Justin is a director in Bayard’s Restructuring and Liquidation Group and has experience representing debtors, official committees of unsecured creditors and other key parties in chapter 11 cases.

To learn more about the AIRA, visit their website at https://aira.org/.

Evan T. Miller Serves on Planning Committee for ABI Panel

Evan T. Miller, in his capacity as Education Director for the American Bankruptcy Institute’s (“ABI”) Young & New Members Committee, helped plan a panel discussion at the 36th Annual ABI 2018 Spring Meeting in Washington, D.C. last month.  The panel, hosted by the ABI’s Litigation and Young & New Members Committees, was titled Stern Revisited: In Re Millennium Lab Holdings and Beyond. Among other things, the panelists discussed the In re Millennium Lab Holdings case and the impact of Stern v. Marshall, 564 U.S. 462 (2011) on the same.

Evan now serves as a co-chair of the Young & New Members Committee and has been involved in planning or speaking at various panels, events and outings with the group. He is also very active in several other professional associations including Turnaround Management Association, the Philadelphia Bar Association and the Delaware Bankruptcy Inn of Court. Evan is also the creator of the Avoidance Action Update Blog at avoidanceactionupdate.bayardlaw.com.

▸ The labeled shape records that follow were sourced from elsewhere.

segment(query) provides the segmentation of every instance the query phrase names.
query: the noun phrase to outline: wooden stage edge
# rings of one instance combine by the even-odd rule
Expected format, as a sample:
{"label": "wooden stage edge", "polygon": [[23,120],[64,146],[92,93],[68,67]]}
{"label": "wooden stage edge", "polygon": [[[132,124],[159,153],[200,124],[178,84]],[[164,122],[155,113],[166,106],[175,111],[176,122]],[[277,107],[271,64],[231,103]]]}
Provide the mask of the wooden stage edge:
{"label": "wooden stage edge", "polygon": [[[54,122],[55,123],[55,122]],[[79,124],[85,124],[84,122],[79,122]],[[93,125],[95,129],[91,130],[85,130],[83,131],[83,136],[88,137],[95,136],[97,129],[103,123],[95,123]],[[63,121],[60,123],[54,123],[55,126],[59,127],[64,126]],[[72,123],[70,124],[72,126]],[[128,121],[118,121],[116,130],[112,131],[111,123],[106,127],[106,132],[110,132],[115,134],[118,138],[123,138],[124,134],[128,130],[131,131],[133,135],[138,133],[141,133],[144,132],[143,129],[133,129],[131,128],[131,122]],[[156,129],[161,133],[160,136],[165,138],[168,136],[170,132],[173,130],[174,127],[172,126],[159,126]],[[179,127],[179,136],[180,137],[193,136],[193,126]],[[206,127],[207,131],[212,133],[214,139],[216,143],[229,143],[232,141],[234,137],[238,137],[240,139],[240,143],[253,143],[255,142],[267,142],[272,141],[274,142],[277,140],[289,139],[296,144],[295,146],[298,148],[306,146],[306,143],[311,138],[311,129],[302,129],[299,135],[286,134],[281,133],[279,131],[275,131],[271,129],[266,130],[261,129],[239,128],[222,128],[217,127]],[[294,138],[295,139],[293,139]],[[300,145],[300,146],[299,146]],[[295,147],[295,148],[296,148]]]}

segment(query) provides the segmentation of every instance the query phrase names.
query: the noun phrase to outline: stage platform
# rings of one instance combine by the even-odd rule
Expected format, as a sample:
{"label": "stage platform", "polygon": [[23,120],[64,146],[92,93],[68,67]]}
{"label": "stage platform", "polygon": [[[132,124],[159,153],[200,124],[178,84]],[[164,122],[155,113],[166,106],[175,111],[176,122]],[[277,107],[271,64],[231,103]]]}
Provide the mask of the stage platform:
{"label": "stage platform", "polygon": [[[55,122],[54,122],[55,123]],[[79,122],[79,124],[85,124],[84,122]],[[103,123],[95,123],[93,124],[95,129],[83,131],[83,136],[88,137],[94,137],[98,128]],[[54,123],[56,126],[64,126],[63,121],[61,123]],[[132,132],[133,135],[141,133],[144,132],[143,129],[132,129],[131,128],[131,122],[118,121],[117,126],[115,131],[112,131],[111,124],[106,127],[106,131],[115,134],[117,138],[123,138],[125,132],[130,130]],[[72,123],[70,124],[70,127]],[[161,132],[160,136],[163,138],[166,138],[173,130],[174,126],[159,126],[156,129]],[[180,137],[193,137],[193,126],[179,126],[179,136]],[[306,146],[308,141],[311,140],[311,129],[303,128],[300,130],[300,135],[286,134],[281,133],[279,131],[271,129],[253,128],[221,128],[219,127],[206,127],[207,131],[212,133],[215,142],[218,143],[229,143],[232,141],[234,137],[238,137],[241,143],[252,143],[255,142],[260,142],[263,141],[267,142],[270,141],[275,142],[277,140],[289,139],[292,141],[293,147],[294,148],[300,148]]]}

Scott Cousins Speaks at Annual ABI Spring Meeting

Scott D. Cousins, a Director in Bayard’s Business Restructuring and Liquidations group, served as a panelist on a topic entitled Power Industry: What’s Next? at the American Bankruptcy Institute’s (ABI) 36th Annual Spring Meeting on Friday, April 20, 2018, in Washington, DC. The panel discussed the current state of the struggling nuclear and coal power industries; the growing gas and renewable energy sector and the effects of energy bankruptcy cases on the power industry. Scott and the other panelists also offered predictions with regard to future changes in the energy business and issues it may confront going forward.

Scott focuses his practice on corporate bankruptcy and restructuring. He has extensive experience handling matters in the power industry and a wealth of knowledge as a result of his role as General Counsel to NextEra Energy Resources LLC and at The Columbia Gas System, Inc. Scott has been recognized by Chambers USA, Best Lawyers, and is AV rated by Martindale-Hubbell. He is a published author and speaks frequently on bankruptcy and insolvency law.